I agree that anyone who has his head in the sand and is pretending all is well is treading on a thin mindset, but there is something else to consider. The market is what it is. In a way, an investor’s impetus to invest is outside comparative market analysis, except in the sense of predicting time frames for turnarounds. In other words, an investor’s main concern is not if the market is up or down, but rather does a particular real estate investment make sense in the context of where the market is and the future prospect of where the market might go.

Hardly anyone will ever time the market perfectly, and it’s not necessary. The main thing is to take each investment and judge by it by numbers. Right now may be the best time to buy if the numbers work and if your prediction of turnaround time is fairly accurate. Of course no one knows if the market will get drastically worse, but when the market is good no one knows if the market will get drastically better, so we take chances that extremes will be avoided. There is risk involved in investing.
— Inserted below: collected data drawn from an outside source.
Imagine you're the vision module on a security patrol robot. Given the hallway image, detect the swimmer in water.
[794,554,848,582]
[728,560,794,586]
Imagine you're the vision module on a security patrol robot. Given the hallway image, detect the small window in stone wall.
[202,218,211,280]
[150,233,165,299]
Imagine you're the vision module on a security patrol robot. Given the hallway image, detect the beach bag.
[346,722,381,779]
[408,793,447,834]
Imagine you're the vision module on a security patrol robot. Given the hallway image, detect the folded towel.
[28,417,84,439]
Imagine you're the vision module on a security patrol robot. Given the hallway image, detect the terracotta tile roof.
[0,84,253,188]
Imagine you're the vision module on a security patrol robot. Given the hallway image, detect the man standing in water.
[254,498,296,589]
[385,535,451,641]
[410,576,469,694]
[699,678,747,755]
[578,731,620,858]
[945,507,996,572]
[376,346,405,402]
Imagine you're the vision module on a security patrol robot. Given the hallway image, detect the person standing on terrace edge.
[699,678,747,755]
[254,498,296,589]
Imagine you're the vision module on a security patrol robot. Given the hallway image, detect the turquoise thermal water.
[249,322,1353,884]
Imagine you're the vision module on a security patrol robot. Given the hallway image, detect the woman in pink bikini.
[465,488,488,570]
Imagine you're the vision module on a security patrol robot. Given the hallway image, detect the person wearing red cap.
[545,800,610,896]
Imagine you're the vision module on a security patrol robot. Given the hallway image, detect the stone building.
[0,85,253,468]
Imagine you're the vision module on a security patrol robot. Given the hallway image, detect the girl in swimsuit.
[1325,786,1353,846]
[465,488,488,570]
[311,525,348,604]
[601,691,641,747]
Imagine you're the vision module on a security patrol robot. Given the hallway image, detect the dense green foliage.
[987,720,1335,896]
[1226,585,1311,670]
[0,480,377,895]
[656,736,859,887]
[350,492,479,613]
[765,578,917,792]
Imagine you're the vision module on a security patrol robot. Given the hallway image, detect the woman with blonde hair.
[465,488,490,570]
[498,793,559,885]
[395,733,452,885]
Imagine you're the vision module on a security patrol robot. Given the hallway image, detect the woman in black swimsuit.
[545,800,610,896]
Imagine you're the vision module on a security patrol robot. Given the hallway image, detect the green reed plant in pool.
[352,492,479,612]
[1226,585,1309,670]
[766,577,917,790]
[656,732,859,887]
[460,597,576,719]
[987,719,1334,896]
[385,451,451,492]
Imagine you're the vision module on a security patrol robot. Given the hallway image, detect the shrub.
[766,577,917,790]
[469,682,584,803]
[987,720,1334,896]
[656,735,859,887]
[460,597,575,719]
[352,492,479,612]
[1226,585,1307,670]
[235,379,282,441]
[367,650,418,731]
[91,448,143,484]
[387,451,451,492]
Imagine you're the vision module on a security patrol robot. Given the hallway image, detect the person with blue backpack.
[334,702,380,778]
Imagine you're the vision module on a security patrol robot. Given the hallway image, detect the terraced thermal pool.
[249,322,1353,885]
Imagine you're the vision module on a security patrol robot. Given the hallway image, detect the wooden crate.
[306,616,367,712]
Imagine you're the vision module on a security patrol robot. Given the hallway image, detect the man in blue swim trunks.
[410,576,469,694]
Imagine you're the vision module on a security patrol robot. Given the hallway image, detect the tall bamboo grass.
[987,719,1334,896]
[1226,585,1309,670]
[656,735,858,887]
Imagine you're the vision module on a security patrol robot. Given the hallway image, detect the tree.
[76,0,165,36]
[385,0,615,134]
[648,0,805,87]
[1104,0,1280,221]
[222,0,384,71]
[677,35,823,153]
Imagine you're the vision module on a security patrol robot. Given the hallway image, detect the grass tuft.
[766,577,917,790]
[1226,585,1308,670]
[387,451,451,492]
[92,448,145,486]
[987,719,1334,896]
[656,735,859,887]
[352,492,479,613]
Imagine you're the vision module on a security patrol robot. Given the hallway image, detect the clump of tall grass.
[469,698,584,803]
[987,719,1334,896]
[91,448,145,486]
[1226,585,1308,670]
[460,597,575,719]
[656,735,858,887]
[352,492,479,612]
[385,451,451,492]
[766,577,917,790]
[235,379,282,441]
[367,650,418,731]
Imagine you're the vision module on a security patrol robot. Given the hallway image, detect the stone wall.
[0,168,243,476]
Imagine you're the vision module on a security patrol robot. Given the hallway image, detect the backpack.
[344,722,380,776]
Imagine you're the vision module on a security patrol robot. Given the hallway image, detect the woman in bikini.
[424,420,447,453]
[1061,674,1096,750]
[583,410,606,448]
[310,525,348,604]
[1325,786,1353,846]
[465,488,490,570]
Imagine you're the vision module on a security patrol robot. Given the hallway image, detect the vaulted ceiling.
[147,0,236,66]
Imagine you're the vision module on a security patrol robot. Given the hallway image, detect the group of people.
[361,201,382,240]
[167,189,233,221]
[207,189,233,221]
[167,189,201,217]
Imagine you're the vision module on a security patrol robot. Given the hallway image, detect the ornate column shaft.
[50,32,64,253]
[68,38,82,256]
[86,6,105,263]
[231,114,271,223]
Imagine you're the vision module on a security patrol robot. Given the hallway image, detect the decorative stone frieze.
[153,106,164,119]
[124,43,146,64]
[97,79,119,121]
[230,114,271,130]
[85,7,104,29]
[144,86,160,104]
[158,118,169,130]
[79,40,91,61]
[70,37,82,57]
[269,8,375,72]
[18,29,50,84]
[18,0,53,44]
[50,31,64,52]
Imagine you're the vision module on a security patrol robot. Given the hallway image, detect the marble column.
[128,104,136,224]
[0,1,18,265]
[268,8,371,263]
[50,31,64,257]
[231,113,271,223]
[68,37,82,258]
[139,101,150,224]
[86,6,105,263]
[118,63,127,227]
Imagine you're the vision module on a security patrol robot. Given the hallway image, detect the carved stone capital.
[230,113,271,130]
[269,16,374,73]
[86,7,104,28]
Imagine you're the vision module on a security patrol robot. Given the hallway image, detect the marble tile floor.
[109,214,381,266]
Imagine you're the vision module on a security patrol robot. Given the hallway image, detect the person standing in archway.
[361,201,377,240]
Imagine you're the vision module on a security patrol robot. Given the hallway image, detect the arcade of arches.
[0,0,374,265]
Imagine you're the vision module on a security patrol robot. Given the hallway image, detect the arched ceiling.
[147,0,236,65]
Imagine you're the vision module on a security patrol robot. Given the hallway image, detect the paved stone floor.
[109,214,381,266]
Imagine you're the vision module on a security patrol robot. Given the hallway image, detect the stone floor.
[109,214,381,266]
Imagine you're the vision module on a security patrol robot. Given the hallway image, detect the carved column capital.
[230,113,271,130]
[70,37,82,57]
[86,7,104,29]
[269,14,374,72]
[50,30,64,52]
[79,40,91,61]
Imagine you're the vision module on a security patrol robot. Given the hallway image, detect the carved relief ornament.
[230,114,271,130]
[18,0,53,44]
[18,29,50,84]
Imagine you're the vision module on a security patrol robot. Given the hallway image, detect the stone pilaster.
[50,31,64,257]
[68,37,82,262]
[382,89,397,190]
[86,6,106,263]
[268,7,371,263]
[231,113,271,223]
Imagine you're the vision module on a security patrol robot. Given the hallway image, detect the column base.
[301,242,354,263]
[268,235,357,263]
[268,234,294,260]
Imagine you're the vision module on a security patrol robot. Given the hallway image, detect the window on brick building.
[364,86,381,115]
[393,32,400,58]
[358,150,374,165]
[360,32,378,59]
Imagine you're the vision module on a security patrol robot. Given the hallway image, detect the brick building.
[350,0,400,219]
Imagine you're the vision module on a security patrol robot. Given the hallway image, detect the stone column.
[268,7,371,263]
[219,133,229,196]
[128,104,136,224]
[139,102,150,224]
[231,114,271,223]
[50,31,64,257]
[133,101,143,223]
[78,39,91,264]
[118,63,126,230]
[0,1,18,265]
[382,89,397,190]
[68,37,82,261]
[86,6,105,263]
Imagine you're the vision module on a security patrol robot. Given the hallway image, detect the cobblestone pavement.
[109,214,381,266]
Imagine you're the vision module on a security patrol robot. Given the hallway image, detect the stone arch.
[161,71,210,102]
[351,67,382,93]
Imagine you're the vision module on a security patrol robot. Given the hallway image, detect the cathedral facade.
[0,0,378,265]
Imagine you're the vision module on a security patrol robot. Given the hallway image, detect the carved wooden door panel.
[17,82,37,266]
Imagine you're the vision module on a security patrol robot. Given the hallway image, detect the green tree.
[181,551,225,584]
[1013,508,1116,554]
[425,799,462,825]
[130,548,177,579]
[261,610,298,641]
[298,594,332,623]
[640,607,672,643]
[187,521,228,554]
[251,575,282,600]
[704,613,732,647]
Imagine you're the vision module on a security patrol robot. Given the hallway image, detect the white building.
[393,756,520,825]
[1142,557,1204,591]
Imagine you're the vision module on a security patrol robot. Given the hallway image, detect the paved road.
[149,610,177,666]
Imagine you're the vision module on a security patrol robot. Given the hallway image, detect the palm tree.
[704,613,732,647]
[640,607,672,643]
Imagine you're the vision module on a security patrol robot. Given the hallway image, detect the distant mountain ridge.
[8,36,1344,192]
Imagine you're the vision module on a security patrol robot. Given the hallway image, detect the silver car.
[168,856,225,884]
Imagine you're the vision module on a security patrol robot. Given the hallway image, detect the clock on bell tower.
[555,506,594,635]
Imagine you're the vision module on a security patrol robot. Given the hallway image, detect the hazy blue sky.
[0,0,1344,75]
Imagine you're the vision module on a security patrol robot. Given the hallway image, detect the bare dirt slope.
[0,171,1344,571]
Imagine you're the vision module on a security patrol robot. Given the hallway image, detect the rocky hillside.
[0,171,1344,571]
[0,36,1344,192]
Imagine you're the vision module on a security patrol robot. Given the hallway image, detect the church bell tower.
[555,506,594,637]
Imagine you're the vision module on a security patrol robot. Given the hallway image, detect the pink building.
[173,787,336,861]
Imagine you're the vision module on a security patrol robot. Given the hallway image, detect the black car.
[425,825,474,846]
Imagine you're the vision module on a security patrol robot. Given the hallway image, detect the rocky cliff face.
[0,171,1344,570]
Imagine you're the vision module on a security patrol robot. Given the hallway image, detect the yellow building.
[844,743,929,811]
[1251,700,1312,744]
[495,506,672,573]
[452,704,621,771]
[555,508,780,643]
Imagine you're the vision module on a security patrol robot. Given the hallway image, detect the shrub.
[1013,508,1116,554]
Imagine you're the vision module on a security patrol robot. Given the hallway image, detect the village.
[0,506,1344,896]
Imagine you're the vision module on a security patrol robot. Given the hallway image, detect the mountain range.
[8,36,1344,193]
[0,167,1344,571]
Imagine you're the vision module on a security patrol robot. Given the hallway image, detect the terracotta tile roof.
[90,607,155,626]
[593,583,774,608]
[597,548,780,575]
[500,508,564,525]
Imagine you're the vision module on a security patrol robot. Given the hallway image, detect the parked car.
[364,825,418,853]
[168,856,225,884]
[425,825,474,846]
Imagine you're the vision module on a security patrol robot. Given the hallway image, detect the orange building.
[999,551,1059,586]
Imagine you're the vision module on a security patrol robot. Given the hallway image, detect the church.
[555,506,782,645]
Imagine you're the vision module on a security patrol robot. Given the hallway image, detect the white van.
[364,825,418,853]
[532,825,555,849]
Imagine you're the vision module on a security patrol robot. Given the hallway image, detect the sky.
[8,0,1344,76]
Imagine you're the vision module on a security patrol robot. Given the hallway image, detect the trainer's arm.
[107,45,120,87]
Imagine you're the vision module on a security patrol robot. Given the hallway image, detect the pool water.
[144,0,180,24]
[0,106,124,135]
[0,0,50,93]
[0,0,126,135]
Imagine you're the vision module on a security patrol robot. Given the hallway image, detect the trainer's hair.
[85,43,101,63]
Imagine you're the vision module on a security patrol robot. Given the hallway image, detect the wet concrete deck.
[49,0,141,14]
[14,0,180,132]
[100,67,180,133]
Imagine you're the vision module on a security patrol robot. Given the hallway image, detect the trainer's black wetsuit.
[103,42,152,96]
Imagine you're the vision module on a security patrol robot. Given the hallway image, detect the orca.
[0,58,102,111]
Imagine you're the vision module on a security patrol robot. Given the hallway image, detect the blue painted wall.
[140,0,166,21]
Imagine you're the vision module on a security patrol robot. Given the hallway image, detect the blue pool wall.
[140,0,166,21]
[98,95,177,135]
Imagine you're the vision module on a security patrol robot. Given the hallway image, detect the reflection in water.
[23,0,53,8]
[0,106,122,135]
Investors are a different breed who live by risks. An investor weighs risks in an up market just as he weighs risks in a down market. The risk in a down market is that the market will continue downward further than expected, so getting the best price and establishing cash flow are important. If you decide to buy in a down market, you are betting the market will not go down further (or much further) than the price reduction you negotiate and that the cash flow will help offset what further downward movement there is until the market turns upward again. In an up market price is still important although you may have to pay closer to asking price, but you are betting the market will continue to rise until you get to a point where you can sell for a profit.

If interest rates are following the heat then rates should be lower in a down market and higher in an over-heated market – this is if we are going by rational actions. But whatever may be the case, an investor need only judge by how the market IS, not by its “goodness” or “badness”.

If you have judged this market for what it IS and looked at the numbers that have to materialize for the investment to make sense, then now is as good a time as any to invest. It’s a matter of knowing your market and predicting the future fairly well. If you are in a market where the economy is diverse and the only thing holding it back is a national slowdown, then it’s pretty safe to say your market will rebound and probably won’t sink into oblivion.

At any given time markets are in flux, but you should be able to predict fairly well if nothing major has changed locally. If you are trying to time the market and waiting for a bell to signal the absolute bottom, you will most likely miss it because there are no bells, just investment judgment.

This is what investing is about. This is what separates investors from normal buyers who buy when they think every is good and is going to get better. It will take more number crunching and you have to use discipline to stick with a plan of action, but if you’ve made a plan based on the numbers that have to make sense, then the rest is the risk an investor takes.

This may not make sense to some people, but it does to me.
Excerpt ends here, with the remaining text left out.